21 Aralık 2013

Kendi Gerçeğine Seyir/Ali Bektaş




...İslam hiçbir zaman sızlanan, şikayet eden, yapamadığına bahane üreten ya da yapamadığından  dolayı bir başkasını müsebbip tutan kişiyi model olarak kabul etmiyor. İslâm'ın tarif ettiği model insan; her zaman değer üreten, örnek olan, İslâm'ı yaşayan ve yaşanılabilmesi için de başkalarına örnek teşkil eden, bu âlemde kalıcı izler bırakandır. Dolayısıyla İslâm, Hakk'ı en güzel biçimde temsil eden örnek bir model istiyor.
Eğer insan Rahmân'ın aynası olacaksa; yansıtıcılığının çok net, arı ve duru olması lazım. Eğer Rahmân'ın halefi ise; o zaman onun adına güzel işler yapması gerekir. Yani enesi adına işler yapmaması gerekir. Biz Rahmân adına yola çıkıp da sonra nefsimiz adına hesap soranlardan, nefsimiz adına iş yapanlardan olmayalım. (s:18)


Hayatı ve sevgiyi israf edenlerden olmayalım. Şöyle bir bakalım; peşinden koştuğumuz değerler , uğruna kahrettiğimiz meseleler, bize ne getiriyor, ne kazandırıyor? (s:106)

...insan esmâların terkip olduğu zuhûr mekânıdır. Bizim arayışlarımızın, bizim uğraşlarımızın tamamı kendi varlık iddiamızdan vazgeçebilmek ve bütün zanlarımızdan kurtulabilmek adınadır. Bütün işlerimizi nefsimiz adına yapmaktan arınmış olabilmek, bütün mesele, Rabbimizin meselesi olana kadar cihat edip, onda hay olabilmek, sonsuz olabilmek, bakileşebilmek, işte o güzelliğe ayna olup o güzelliği yansıtmış olabilmek bütün istenilen bu. Talebimiz, duamız, gayretimiz bu. (s:121)

Unutmayalım ki, "Kazası olmayan tek şey hayatımızdır." (s:143)

Nefsimize uyarak gönül incitmeyelim, birbirimizi kırmayalım. Kalıcı olumsuz izler bırakmayalım. Yaptığımız her işte ya güzele sebep olalım ya da hayra vesile olalım. Kimse kalıcı değildir.
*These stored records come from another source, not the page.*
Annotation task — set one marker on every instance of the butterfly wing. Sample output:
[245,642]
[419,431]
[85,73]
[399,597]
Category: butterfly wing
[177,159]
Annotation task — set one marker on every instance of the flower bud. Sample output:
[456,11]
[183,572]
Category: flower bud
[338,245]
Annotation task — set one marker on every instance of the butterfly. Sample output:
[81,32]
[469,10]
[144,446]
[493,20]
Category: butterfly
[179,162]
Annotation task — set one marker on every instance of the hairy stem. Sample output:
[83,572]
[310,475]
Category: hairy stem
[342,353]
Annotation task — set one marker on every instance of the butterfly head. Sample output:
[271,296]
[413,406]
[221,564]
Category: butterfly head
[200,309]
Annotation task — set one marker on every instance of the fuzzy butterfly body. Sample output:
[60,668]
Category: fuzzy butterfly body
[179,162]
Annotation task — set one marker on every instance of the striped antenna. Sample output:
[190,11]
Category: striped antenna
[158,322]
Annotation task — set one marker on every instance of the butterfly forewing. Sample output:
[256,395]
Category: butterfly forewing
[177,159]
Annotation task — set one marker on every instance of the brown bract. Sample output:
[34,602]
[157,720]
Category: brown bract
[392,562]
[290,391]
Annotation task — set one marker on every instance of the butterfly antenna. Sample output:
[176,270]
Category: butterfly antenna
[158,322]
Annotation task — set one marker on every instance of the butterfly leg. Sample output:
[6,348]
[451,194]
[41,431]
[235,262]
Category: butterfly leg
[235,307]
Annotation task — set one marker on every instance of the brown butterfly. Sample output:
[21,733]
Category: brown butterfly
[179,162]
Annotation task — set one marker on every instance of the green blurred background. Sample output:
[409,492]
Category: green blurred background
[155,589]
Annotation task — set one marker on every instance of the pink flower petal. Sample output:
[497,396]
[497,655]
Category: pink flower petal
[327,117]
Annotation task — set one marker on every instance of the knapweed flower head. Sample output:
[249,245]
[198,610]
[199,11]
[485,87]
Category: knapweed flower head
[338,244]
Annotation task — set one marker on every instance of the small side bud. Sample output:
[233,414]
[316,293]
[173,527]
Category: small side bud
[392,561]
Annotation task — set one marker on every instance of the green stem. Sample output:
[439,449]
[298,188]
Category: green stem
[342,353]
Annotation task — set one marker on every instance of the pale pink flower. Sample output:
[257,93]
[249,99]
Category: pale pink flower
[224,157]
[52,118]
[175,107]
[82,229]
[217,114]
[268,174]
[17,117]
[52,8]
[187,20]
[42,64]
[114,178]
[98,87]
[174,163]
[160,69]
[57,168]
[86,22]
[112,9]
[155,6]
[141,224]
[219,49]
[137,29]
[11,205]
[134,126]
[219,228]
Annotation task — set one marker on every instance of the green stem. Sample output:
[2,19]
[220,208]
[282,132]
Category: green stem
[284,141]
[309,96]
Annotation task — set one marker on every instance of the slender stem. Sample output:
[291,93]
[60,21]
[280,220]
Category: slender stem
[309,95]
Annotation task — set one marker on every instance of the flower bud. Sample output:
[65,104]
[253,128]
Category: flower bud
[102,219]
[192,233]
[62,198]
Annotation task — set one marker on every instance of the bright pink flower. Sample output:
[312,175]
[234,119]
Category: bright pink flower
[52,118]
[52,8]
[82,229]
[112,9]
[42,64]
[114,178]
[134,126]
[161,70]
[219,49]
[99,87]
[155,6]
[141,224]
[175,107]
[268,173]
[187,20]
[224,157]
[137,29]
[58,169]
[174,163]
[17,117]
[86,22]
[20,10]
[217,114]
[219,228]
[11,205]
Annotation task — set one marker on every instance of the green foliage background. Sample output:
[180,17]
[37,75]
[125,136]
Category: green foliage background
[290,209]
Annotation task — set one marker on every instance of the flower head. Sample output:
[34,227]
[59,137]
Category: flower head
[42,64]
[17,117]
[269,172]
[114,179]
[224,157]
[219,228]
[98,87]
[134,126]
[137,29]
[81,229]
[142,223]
Zirâ herkes yaptığının neticesine katlanmak zorundadır. (s: 156)

Kainatta her şeyin bize hizmet için sunulduğunu; fakat bizim de Rabb'imiz için var olduğumuzu unutmayalım (bk. Bakara sûresi, ayet:29). (s:165)

Rahman bizi hep hayırlı işlerde kullansın, insanların hidâyetine ve cennetine vesile kılsın, insanların hayra ulaşmasına kendi gerçeklerine yol bulmasına vesile eylesin!
Mevlâm, bizi nefsî bağımlılıklarından arınan, teslimiyetinde Sadık; zikrinde, tefekküründe, ibadetlerinde ve kulluğunda salih ve daim olanlardan eylesin!
Rabb-i Teâlâ, cümlemizi kendini ve Rabbini bilen âriflerden eylesin!
Mevlâm, cümlemizden razı, hoşnut ve memnun olsun! (s:27)

(Nesil Yayınları, 2011, 232 sayfa)



KİTABIN ARKA KAPAĞINDAN:

"Kendini bilen, Rabbini bilir" sırrınca, insanın âlemlerin Rabbini tanımasının yolu, en başta kendisini tanımasından geçer. İnsanın Hakka kul olması Hakkı bilmesine bağlı olduğu gibi, Hakkı bilmesi ve tanıması da kendisini bilmesine ve tanımasına bağlıdır.

Bu bakımdan, "Lâ ilâhe illallah" gerçeği içinde bir yolculuk için, insanın önce nefis ve benliğini ilahlaştırmaktan kurtulması ve bana ait dediği ne varsa hepsinin O'nun malı ve emaneti olduğunu idrak etmesi gerekir.

Elinizdeki eser, işte bu gerçekten hareket ediyor. Bir tasavvufî sohbet ve muhabbet üslubu içerisinde, insanı kendi gerçeğini seyre; ve bu seyr ile de, Rabbini tanımaya ve yalnız O'na kul olmaya davet ediyor.